Prognosis and Complications
The prognosis of rheumatoid arthritis depends on how your disease is managed with effective therapies. Someone who takes their medications as instructed, exercises regularly, eats a healthy diet, and avoids tobacco could have a good quality of life. With the significant improvement in the medical treatment, there has been a significant progress in the care of rheumatoid arthritis. This has significantly reduced the long term complications associated with RA.
Even so, rheumatoid arthritis can lead to long term complications in some of the patients. The most significant is the joint damage leading to deformities and reduced joint function. Patients with RA which is poorly controlled are at increased risk of heart diseases leading to decreased life expectancy. Many of the complications are due to medications related side-effects which require regular monitoring.
As rheumatoid arthritis is a chronic autoimmune condition, it cannot be prevented or cured. However, making wise lifestyle choices like quitting tobacco and losing weight can decrease your risk of developing RA. Adequate control of the disease by taking the DMARDs could slow the progression of the disease and prevent permanent joint damage.
Facts / Statistics
1.5 million people in the US have the diagnosis of rheumatoid arthritis. Women develop the disease three times more likely than men. It is less common than the common form of arthritis called osteoarthritis, which over 32 million Americans live with.

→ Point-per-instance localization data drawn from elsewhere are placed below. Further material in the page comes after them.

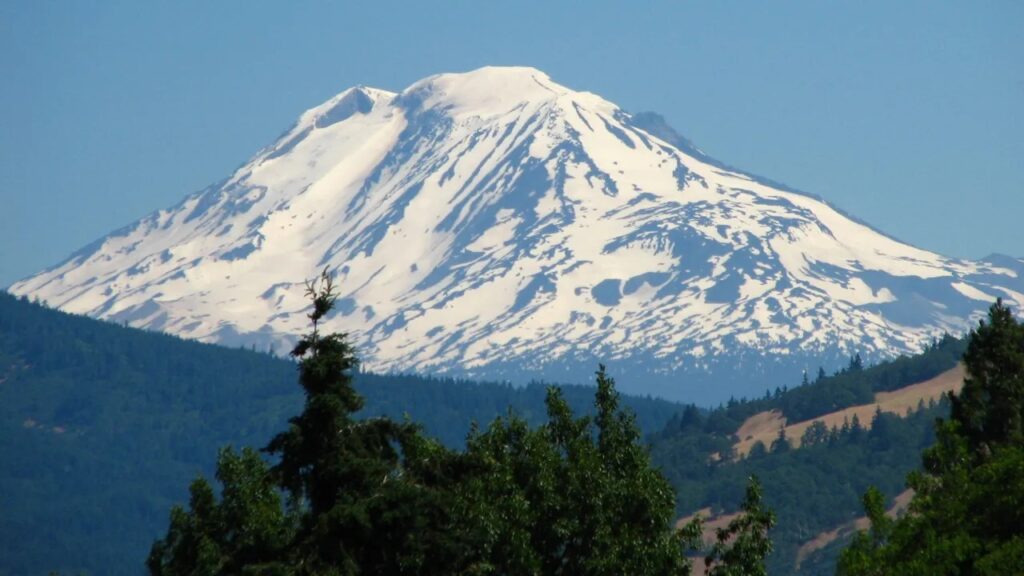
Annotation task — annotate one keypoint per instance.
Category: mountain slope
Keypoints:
(102, 427)
(498, 224)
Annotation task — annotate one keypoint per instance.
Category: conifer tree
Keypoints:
(741, 547)
(967, 516)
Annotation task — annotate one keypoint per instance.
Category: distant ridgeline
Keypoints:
(101, 428)
(817, 487)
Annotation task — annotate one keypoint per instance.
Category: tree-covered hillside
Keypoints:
(101, 428)
(817, 487)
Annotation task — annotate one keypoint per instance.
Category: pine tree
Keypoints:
(967, 516)
(741, 547)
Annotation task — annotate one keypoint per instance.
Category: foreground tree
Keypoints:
(352, 496)
(574, 496)
(967, 517)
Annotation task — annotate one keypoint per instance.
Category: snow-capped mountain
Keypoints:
(498, 224)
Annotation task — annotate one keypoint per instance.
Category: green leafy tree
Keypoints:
(574, 496)
(375, 496)
(246, 531)
(742, 546)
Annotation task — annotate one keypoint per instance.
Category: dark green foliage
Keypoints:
(740, 547)
(967, 517)
(102, 427)
(247, 530)
(574, 496)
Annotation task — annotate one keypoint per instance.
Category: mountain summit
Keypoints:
(498, 224)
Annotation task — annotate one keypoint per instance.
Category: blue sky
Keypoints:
(907, 115)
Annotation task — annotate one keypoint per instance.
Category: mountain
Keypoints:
(844, 433)
(102, 427)
(497, 224)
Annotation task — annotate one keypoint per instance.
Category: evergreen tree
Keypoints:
(576, 496)
(741, 547)
(375, 496)
(967, 516)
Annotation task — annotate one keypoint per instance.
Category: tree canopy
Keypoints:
(576, 495)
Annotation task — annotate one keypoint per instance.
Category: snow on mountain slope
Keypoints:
(498, 224)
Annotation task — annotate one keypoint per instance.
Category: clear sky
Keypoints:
(907, 115)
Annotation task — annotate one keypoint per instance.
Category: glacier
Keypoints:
(497, 224)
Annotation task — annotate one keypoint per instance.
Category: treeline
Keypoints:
(812, 489)
(343, 496)
(101, 428)
(819, 486)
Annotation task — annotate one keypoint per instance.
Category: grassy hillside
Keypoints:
(101, 428)
(858, 427)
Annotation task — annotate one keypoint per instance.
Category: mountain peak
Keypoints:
(498, 224)
(484, 91)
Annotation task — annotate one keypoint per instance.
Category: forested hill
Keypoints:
(817, 487)
(101, 428)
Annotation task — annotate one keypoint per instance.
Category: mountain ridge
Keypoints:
(497, 224)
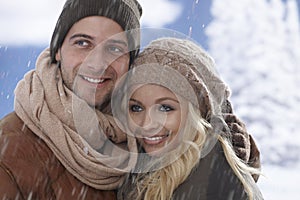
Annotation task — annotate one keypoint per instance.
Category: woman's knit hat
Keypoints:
(126, 13)
(186, 69)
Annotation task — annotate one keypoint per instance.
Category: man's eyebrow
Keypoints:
(81, 35)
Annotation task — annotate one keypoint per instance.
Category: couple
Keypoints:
(49, 152)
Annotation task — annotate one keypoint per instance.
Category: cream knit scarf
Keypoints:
(71, 128)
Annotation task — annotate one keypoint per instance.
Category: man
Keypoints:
(45, 149)
(42, 155)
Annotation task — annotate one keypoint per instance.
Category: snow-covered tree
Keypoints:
(256, 45)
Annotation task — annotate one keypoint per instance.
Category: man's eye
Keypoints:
(136, 108)
(165, 108)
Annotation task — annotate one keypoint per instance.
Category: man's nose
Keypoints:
(97, 61)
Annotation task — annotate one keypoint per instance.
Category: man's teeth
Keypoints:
(154, 138)
(93, 80)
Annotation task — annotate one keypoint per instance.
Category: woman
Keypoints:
(174, 101)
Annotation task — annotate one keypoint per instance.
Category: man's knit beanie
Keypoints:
(126, 13)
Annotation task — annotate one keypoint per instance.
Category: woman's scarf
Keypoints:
(70, 128)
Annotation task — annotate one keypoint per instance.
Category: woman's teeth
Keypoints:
(93, 80)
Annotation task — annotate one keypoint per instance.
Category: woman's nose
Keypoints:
(153, 121)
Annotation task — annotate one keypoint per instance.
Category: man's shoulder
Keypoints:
(18, 142)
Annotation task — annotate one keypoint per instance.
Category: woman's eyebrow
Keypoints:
(134, 100)
(120, 41)
(81, 35)
(167, 98)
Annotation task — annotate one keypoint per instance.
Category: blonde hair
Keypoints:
(161, 184)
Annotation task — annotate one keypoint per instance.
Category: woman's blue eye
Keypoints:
(165, 108)
(136, 108)
(115, 49)
(82, 43)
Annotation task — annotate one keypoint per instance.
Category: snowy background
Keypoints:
(255, 43)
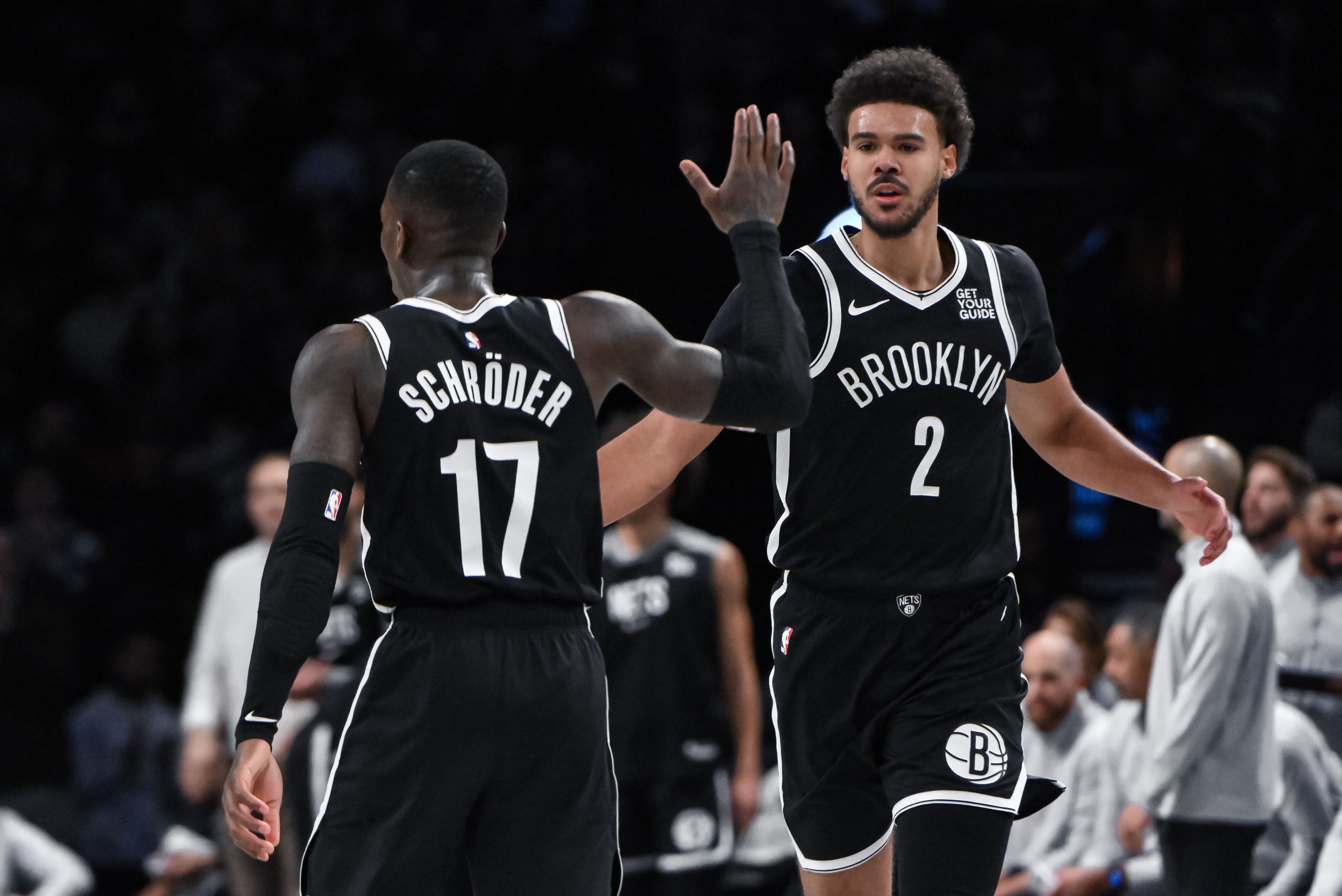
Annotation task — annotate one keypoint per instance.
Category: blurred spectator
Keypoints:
(217, 674)
(124, 749)
(1065, 730)
(1309, 614)
(33, 863)
(1210, 703)
(1312, 795)
(1274, 488)
(1074, 618)
(1105, 866)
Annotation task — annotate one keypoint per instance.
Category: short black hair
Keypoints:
(912, 76)
(459, 182)
(1296, 470)
(1144, 618)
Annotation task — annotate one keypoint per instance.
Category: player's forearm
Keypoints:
(765, 380)
(296, 592)
(645, 459)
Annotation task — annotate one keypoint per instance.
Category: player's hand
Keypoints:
(745, 799)
(1202, 512)
(1081, 882)
(252, 800)
(759, 175)
(1132, 828)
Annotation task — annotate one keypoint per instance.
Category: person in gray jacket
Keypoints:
(1212, 774)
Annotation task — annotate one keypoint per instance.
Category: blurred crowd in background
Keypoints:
(190, 190)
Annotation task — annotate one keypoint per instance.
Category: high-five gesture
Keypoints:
(759, 175)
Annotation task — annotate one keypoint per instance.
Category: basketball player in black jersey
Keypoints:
(896, 624)
(478, 737)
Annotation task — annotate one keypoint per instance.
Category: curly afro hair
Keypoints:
(910, 76)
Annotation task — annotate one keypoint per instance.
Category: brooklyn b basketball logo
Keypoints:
(978, 753)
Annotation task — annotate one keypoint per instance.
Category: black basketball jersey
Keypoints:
(481, 473)
(660, 635)
(901, 479)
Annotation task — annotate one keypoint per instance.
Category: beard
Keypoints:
(898, 229)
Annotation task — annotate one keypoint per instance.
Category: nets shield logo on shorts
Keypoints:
(978, 753)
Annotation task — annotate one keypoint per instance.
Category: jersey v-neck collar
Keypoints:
(921, 301)
(477, 312)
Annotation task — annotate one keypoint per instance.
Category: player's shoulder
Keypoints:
(694, 541)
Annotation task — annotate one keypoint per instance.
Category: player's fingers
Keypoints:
(790, 163)
(698, 180)
(772, 143)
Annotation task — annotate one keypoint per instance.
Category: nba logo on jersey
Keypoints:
(978, 753)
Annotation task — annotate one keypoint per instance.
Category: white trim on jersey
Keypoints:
(344, 731)
(995, 279)
(965, 799)
(559, 324)
(477, 312)
(782, 459)
(834, 312)
(380, 337)
(921, 301)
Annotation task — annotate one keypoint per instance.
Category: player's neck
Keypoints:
(916, 261)
(461, 282)
(642, 532)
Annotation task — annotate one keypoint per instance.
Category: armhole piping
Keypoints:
(834, 312)
(380, 337)
(560, 324)
(995, 279)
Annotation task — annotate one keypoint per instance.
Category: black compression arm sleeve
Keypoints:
(296, 591)
(767, 383)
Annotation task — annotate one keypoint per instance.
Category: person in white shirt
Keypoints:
(30, 855)
(1274, 489)
(1210, 705)
(1106, 773)
(1063, 727)
(217, 673)
(1309, 614)
(1312, 795)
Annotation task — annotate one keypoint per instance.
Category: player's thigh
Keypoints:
(407, 772)
(547, 820)
(951, 851)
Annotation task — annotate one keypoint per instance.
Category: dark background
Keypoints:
(190, 191)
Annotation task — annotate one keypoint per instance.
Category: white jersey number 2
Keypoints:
(461, 463)
(920, 485)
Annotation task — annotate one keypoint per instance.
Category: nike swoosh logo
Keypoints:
(854, 310)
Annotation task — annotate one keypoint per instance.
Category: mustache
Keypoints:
(888, 179)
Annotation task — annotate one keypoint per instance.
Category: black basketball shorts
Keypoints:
(478, 746)
(886, 705)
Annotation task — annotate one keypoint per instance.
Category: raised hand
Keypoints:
(759, 175)
(1202, 512)
(252, 800)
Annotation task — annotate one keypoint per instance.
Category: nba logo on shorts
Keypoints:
(978, 753)
(333, 505)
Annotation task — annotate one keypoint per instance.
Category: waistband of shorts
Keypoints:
(502, 614)
(884, 604)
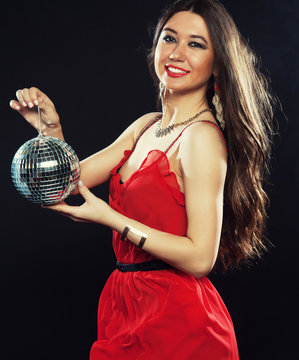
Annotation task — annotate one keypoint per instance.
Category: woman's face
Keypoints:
(184, 56)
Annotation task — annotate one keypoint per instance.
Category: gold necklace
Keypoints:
(162, 132)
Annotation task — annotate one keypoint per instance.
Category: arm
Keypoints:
(95, 169)
(203, 165)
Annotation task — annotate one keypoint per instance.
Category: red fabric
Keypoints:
(160, 314)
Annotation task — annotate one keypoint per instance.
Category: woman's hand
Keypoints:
(94, 210)
(26, 105)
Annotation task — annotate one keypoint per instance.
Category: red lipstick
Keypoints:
(175, 71)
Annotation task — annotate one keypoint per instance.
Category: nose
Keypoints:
(178, 54)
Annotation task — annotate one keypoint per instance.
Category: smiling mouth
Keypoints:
(175, 71)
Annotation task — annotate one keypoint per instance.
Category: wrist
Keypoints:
(54, 131)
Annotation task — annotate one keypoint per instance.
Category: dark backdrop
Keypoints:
(90, 60)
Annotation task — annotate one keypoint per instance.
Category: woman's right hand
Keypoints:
(26, 105)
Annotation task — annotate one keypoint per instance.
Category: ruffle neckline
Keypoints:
(164, 169)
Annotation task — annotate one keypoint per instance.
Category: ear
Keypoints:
(215, 72)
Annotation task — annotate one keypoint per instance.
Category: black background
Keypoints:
(91, 61)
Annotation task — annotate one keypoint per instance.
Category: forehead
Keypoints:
(187, 23)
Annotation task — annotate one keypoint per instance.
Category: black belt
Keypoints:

Rheumatoid arthritis is a chronic autoimmune disease that affects 1.3 million American adults. It causes chronic inflammation in the small joints in the hand and the feet leading the joint pain, swelling and significant morning stiffness. Rheumatoid arthritis has no cure, but it can be managed effectively with medications, which significantly improves the quality of life. Early treatment with effective therapies prevent long term joint damage. A regular follow up with a rheumatologist is essential to find the appropriate treatment and early detection of side effects from the medications.